Dietro alla scelta di non concedere la “grazia” ci sono i militari, anche se viene negato ufficialmente ogni tipo di collegamento. L’esercito ha guidato il Paese dal 1964 al 1985 ed è ancora una componente importante nelle dinamiche politiche di Brasilia.
Lula lasciò la presidenza nel 2010 con un tasso di gradimento dell’80%. Alla luce degli eventi di giovedì 5 aprile, questo dato rappresenta la profonda spaccatura che potrebbe interessare il Brasile nei prossimi anni, anche perché lo stesso politico aveva manifestato la sua volontà di presentarsi alle prossime elezioni presidenziali ed era dato tra i favoriti.
Il partito dei lavoratori (Pt), a cui appartiene l’ex presidente e riferimento della sinistra nazionale (e mondiale), ha tuttavia subito un processo mediatico importante riguardo numerose accuse di corruzione che hanno coinvolto la compagnia petrolifera nazionale Petrobas.

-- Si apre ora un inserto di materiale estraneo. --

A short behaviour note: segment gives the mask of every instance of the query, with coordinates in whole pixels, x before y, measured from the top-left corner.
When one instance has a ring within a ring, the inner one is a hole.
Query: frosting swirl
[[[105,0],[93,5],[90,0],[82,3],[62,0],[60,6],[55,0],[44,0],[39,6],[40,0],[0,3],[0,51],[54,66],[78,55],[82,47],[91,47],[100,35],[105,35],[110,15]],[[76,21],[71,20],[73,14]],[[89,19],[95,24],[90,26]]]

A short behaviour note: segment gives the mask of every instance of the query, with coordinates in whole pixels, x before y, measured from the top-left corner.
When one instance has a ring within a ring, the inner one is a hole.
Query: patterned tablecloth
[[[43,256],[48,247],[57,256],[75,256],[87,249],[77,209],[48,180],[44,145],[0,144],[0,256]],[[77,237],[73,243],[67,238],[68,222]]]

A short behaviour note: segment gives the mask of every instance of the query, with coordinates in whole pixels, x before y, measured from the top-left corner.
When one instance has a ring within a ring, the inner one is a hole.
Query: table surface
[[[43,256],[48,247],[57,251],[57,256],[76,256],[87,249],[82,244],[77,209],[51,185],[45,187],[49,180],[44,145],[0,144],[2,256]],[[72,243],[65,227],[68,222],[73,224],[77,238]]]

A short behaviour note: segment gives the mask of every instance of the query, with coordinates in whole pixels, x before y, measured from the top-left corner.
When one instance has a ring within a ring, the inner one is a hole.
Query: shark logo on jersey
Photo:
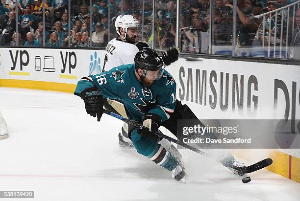
[[[95,58],[95,59],[94,59]],[[100,66],[100,62],[101,60],[100,57],[97,59],[97,52],[95,51],[93,54],[91,55],[91,63],[90,63],[90,75],[96,75],[101,72],[101,66]]]
[[[116,68],[115,72],[112,72],[112,75],[110,77],[114,77],[116,80],[116,82],[121,82],[121,83],[124,83],[124,80],[122,79],[122,75],[125,73],[126,70],[121,71],[118,70],[118,68]]]
[[[139,96],[140,93],[135,91],[135,88],[134,87],[131,88],[131,91],[128,93],[128,97],[132,99],[135,99]]]
[[[140,56],[140,57],[142,59],[145,59],[146,58],[146,56],[145,55],[145,53],[143,52],[141,54],[141,56]]]
[[[174,78],[173,78],[173,77],[171,76],[170,74],[168,74],[168,75],[163,75],[163,77],[165,77],[167,81],[167,84],[166,84],[166,86],[169,85],[170,83],[171,83],[171,85],[173,85],[173,84],[174,84],[174,82],[175,81],[174,80]]]
[[[151,99],[152,99],[152,92],[151,92],[151,90],[150,89],[147,89],[147,87],[145,87],[144,88],[142,89],[142,93],[143,93],[143,95],[144,97],[151,97]]]
[[[142,102],[143,102],[143,104],[139,104],[138,103],[133,103],[137,108],[137,110],[140,111],[142,113],[145,113],[149,111],[149,109],[156,105],[156,100],[155,99],[152,101],[147,100],[144,98],[140,98],[140,99]]]

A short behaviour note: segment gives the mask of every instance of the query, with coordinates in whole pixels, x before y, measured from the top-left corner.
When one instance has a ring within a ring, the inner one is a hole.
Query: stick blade
[[[253,164],[253,165],[247,166],[246,167],[247,173],[250,173],[251,172],[260,170],[261,169],[264,168],[266,167],[268,167],[272,164],[273,162],[273,161],[271,158],[264,159],[259,162],[257,162],[257,163]]]

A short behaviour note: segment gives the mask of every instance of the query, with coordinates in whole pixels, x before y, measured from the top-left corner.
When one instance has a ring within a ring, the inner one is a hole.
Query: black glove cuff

Un sistema articolato di pressioni che è scoppiato prima delle Olimpiadi di Rio de Janeiro nel 2016 e che ha portato alla caduta del delfino di Lula, Dilma Rousseff, e all’arrivo al potere di Michel Temer, appartanente all’area dei conservatori e vicino alle posizoni dell’esercito.
Il Brasile vive un momento delicato. Nella notte tra il 14 e il 15 marzo scorso, infatti, è stata uccisa Marielle Franco, attivista per i diritti umani e consigliera comunale del comune di Rio, segno evidente di un clima torbido che sta circondando il Paese.